Our members-only podcast is now available to all! A People’s Anthology is a reading series of radical essays and speeches. Season one highlights six short texts related to Black liberation struggles in the U.S., from Claudia Jones to the Combahee River Collective. Find the other episodes and links to Apple, Spotify, and more here.

Read and introduced by Carole Boyce Davies.

Born in 1915 in Port Au Spain, Trinidad and Tobago, Claudia Jones grew up in Harlem during its renaissance and joined the Communist Party aged 18 before becoming a scholar and activist. After being incarcerated for her work with the party, she was deported in 1955 and found refuge in the United Kingdom. It was here that she founded the longstanding Notting Hill Carnival and made her most famous request: that she would be buried “to the left of Karl Marx.”

This episode dives into Claudia Jones’s 1949 essay “An End to the Neglect of the Problems of the Negro Woman!”—an early, woefully understudied text Black feminist Marxism.

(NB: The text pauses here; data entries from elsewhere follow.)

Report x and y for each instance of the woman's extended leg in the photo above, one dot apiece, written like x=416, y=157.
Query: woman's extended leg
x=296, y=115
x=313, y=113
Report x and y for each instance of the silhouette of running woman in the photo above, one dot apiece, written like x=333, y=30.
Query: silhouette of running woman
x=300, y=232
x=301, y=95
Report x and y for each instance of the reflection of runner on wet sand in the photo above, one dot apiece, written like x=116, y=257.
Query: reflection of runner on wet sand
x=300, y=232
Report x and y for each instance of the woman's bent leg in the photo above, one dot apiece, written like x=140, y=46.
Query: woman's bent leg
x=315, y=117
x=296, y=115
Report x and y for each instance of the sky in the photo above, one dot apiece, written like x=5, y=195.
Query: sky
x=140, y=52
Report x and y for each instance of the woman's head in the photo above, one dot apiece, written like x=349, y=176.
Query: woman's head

In our interview, Africana studies professor Carole Boyce Davies speaks to the importance of the essay:

One of my colleagues who is producing a book on Black feminism wants to date Black feminist thought from this particular essay. One could of course take it back further to Harriet Tubman or even Ida B. Wells—but it is Claudia Jones who puts together questions that became central to Black feminist theorizing and the work of people like Angela Davis. Jones builds on classic Marxist thought to define the super-exploitation of the Black woman—how we are exploited not just through class, but through class, race, and gender.


Carole Boyce Davies is a professor of English and Africana Studies at Cornell. She is the author of Left of Karl Marx: The Political Life of Black Communist Claudia Jones.